My feet are killing me.
I feel like I’ve walked for years, decades even. Maybe its only been a few days, but its so easy to lose track of time these days.
I found a city. I don’t know if I’m going to stay here and I hate to admit that the closer quarters of the city streets terrify me. The buildings and broken down cars and buses…. they are all just barriers to escape should I need to run. However, the thought of maybe finding more than just this stupid can of cat food that I’ve been carrying around for weeks does sound enticing. I dread the day that I have to make the decision to open and eat this mess. It may be the end of the world, but I still really don’t want to eat cat food if I don’t have to.
I saw a woman. She was sitting on a rock on the very outskirts of the city. Just sitting there staring out over the landscape. First person I’ve seen since…. Lord, just thinking about writing their names hurts. I thought about talking to her. Oh how I wanted to, just to walk up and say hello and have someone speak back. I felt like my chest was going to burst with the need to hear her voice, but I kept walking instead. I was just to afraid. I ducked behind a building and stayed there for a really long time after seeing her and I just hope she didn’t see me.

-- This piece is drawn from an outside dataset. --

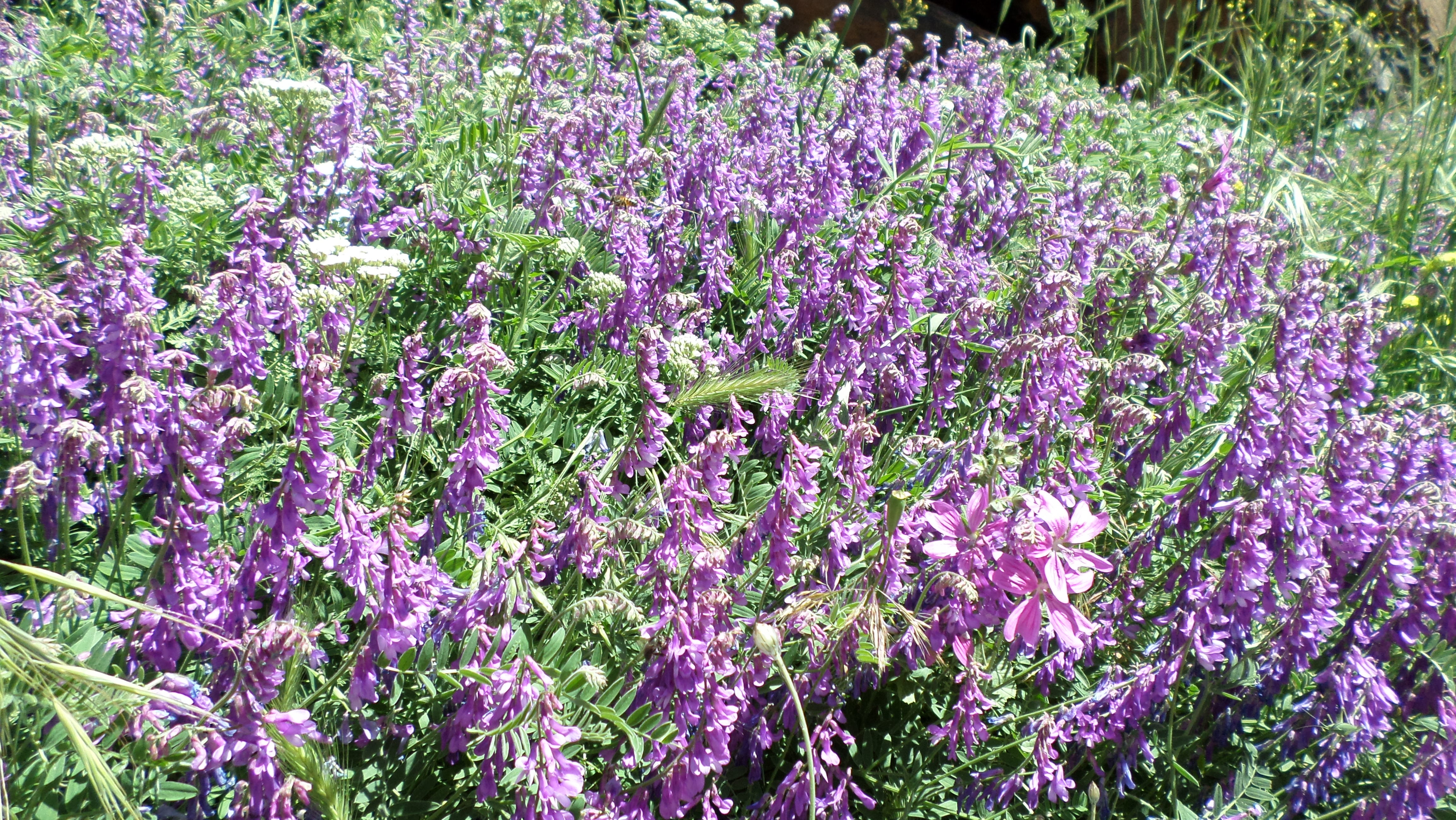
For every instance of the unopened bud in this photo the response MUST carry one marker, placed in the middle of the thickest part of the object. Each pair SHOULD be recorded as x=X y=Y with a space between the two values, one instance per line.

My pack is just about empty. That stupid can of cat food, my journal, some colored pencils and crayons, the morale booster that I keep hidden in the lining of my bag, a small knife that has seen its share of the inside of dead heads and a beat up old crossbow. All the possessions I have left in the world. I have no more bolts for my crossbow. It’s funny thinking back on how I got the dang thing in the first place. How Billie had squealed when we found that sporting goods store still basically intact. He slept with that stupid basketball he found for days. I miss that basketball nearly as much as I miss the kid who loved it.

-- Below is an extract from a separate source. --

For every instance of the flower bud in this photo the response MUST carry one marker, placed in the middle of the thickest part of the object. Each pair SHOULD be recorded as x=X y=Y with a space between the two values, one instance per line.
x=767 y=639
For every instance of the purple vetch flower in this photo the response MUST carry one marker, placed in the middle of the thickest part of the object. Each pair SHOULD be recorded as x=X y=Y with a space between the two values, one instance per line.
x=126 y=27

I miss laughter. Heck, sometimes I even miss the sound of my own voice, but I can’t seem to use it anymore. I used to talk to myself, but it started to feel like maybe I was going crazy so I stopped. Seemed pointless if no one was there to hear me. Thats really when I started to write I guess. At least then maybe someone, some day will hear what I had to say when the world fell apart.
Anyway, I’m just not ready to dive in to the city yet, so I’m writing this sitting up in a tree, tethered to it so I don’t fall off and kill myself…. much better to leave that for the dead. They are very good at killing.
Maybe I”ll be brave tomorrow and venture closer. Maybe if I see another person I’ll speak to them. I just don’t know.